Population structure and linkage disequilibrium
Inference for the best number of clusters, K using the Evanno criterion revealed K= 2 (ΔK = 6572.84) (Figs. 4a, b; Additional file 1, Table S1) to be the optimal number that best represents the Capsicum population. Cluster 1 comprised of C. frutescens and C. chinense (N= 44 genotypes), whereas cluster 2 consisted of the C. annuum, C. baccatum, and C. chacoense (N= 121) (Additional file 1, Table S2). In addition, K= 9 and K= 4 showed high ΔK relative to the other clusters, which indicates that these can also serve as alternative values to describe the genetic differentiation in the Capsicum population. For K= 4 (ΔK =110.73; Fig. 4c), C. annuum genotypes were divided into two clusters, where cluster 1 was an admixed of 71 genotypes, including 22 chiltepins and 49 ornamental, chile piquin, de arbol, jalapeno, and serrano types (Additional file 1, Table S3). Cluster 2 comprised of 43 C. annuum varieties which consisted of either the New Mexican or paprika types. C. baccatum, C. frutescens, and C.chacoense complexes were grouped in cluster 3, whereas cluster 4 consisted of the C. chinense genotypes.
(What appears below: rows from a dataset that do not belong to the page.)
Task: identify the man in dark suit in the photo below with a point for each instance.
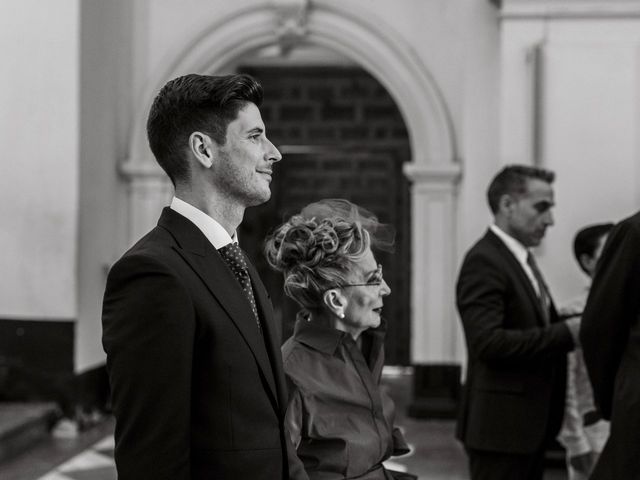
(192, 347)
(610, 337)
(513, 397)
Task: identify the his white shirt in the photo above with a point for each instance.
(211, 229)
(519, 251)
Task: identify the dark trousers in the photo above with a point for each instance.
(486, 465)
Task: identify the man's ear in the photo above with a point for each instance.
(201, 146)
(335, 301)
(505, 203)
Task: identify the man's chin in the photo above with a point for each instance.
(259, 198)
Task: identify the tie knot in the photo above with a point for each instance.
(233, 255)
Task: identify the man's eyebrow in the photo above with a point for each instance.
(544, 203)
(256, 130)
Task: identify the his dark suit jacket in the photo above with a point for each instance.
(197, 393)
(513, 397)
(610, 337)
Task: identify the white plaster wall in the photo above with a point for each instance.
(106, 115)
(589, 117)
(39, 166)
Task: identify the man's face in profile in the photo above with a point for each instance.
(246, 159)
(529, 213)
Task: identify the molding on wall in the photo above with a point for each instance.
(561, 9)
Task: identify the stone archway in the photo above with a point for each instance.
(433, 169)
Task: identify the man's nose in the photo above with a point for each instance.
(273, 153)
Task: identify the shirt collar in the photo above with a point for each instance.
(327, 339)
(211, 229)
(518, 250)
(318, 337)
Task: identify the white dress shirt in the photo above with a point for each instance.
(211, 229)
(519, 251)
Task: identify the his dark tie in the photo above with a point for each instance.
(234, 257)
(543, 295)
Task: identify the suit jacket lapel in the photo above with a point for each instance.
(272, 335)
(522, 275)
(206, 262)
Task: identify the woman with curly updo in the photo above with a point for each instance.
(339, 420)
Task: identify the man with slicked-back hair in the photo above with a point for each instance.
(192, 347)
(513, 397)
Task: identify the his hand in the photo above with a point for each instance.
(574, 328)
(583, 463)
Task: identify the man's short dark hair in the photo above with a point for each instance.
(587, 239)
(191, 103)
(512, 180)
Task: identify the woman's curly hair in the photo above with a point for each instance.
(318, 248)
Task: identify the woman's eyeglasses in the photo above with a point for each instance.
(374, 280)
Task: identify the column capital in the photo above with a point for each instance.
(440, 173)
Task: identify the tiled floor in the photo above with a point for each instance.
(95, 463)
(436, 455)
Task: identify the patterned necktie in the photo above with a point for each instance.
(543, 295)
(234, 257)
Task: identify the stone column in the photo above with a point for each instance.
(434, 328)
(149, 190)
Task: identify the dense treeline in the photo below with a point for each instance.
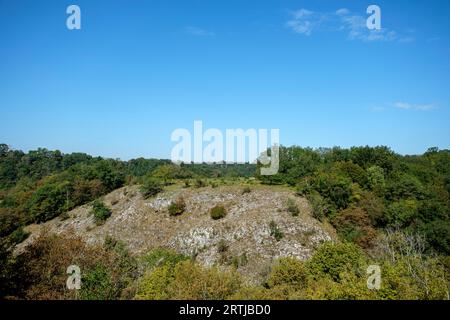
(388, 209)
(41, 184)
(362, 190)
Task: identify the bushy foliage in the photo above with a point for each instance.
(218, 212)
(100, 211)
(188, 281)
(332, 259)
(177, 207)
(292, 208)
(40, 271)
(275, 231)
(290, 272)
(151, 187)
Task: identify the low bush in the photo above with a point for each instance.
(100, 211)
(177, 207)
(292, 208)
(218, 212)
(275, 231)
(151, 187)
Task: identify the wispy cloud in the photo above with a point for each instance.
(199, 32)
(409, 106)
(305, 21)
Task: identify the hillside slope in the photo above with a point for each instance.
(243, 238)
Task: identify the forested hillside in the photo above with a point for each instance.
(388, 209)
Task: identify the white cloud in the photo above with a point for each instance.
(409, 106)
(195, 31)
(305, 22)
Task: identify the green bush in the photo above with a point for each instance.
(100, 211)
(246, 190)
(288, 271)
(188, 281)
(177, 207)
(320, 208)
(275, 231)
(218, 212)
(199, 183)
(162, 257)
(151, 187)
(97, 284)
(330, 260)
(19, 235)
(292, 208)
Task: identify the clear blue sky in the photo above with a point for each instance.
(139, 69)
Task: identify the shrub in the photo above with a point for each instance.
(222, 246)
(218, 212)
(239, 261)
(177, 207)
(199, 183)
(288, 271)
(154, 285)
(319, 206)
(42, 270)
(275, 231)
(100, 211)
(162, 257)
(246, 190)
(193, 282)
(97, 284)
(337, 190)
(151, 187)
(331, 259)
(19, 235)
(188, 281)
(401, 213)
(292, 208)
(354, 225)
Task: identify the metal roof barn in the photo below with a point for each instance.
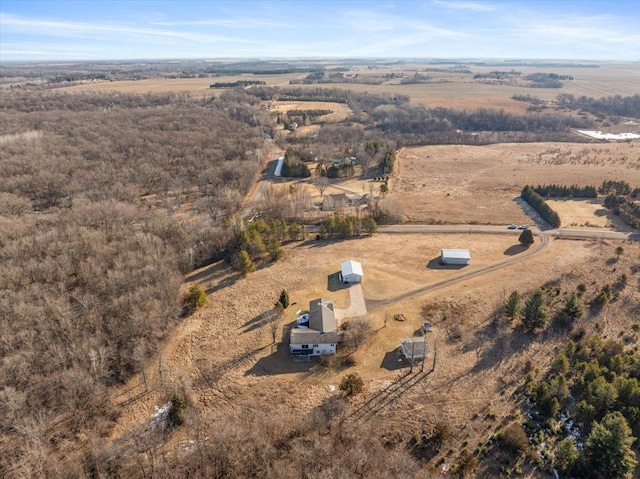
(351, 271)
(455, 256)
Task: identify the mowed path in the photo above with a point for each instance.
(358, 306)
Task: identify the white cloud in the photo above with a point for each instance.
(104, 31)
(468, 6)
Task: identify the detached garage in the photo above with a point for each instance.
(455, 256)
(351, 271)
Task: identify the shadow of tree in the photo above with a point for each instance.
(436, 264)
(515, 249)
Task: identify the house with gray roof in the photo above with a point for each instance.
(321, 337)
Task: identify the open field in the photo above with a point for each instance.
(224, 356)
(196, 86)
(340, 111)
(586, 214)
(477, 184)
(445, 89)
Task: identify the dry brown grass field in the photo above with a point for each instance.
(225, 356)
(446, 89)
(195, 86)
(477, 184)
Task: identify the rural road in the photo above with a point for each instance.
(556, 233)
(373, 305)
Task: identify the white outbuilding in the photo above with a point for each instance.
(351, 271)
(455, 256)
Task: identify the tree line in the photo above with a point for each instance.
(538, 203)
(594, 384)
(563, 191)
(105, 202)
(239, 83)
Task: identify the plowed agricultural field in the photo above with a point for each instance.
(477, 184)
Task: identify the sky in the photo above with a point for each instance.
(212, 29)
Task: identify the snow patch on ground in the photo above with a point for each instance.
(599, 135)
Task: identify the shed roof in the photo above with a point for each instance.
(455, 253)
(351, 267)
(308, 336)
(322, 317)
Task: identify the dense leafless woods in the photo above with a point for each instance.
(95, 234)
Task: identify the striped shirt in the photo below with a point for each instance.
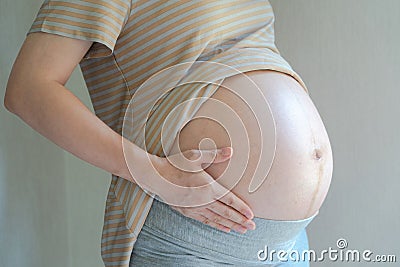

Analysis of linkage disequilibrium (LD) identified more than 3.11 M intrachromosomal marker pairs across the 12 chromosomes of chile peppers (Additional file 1, Table S4). Mean values for LD coefficients (r2) ranged between 0.04 (P12) and 0.35 (P4). Average distance (in Mb) of all pairs was lowest for chromosomes P2 (0.59), P8 (0.70), and P3 (0.73). At least 80% of the pairs were in significant LD (P < 0.05) across all chromosomes, with chromosome P1 having the largest percentage of significant marker pairs (84.40%). Chromosome P2 had the least average distance of pairs in significant LD (0.61), followed by P8 and P3 (both with 0.77), and P6 (0.97). Total number of marker pairs in complete LD (r2=1.0) was 82,808 (2.65%). Chromosome P3 had the highest number of pairs in complete LD (13,720), followed by P8 and P2, with 10,386, and 9,062 marker pairs, respectively. Chromosome P1 had only 23 intrachromosomal pairs in complete LD. The average distance (of marker pairs in complete LD ranged between 0.40 (P1) and 2.12 Mb (P11). Analysis of LD decay by plotting r2 against distance revealed an extensive LD for the whole population, where LD starts to decay at ~5.59 Mb (Fig. 4d). Within the individual chromosomes, LD extends up to 14.78 Mb for chromosome P5. LD starts to decay at 0.07 and 0.38 Mb for the C. annuum and C. chinense complexes, respectively.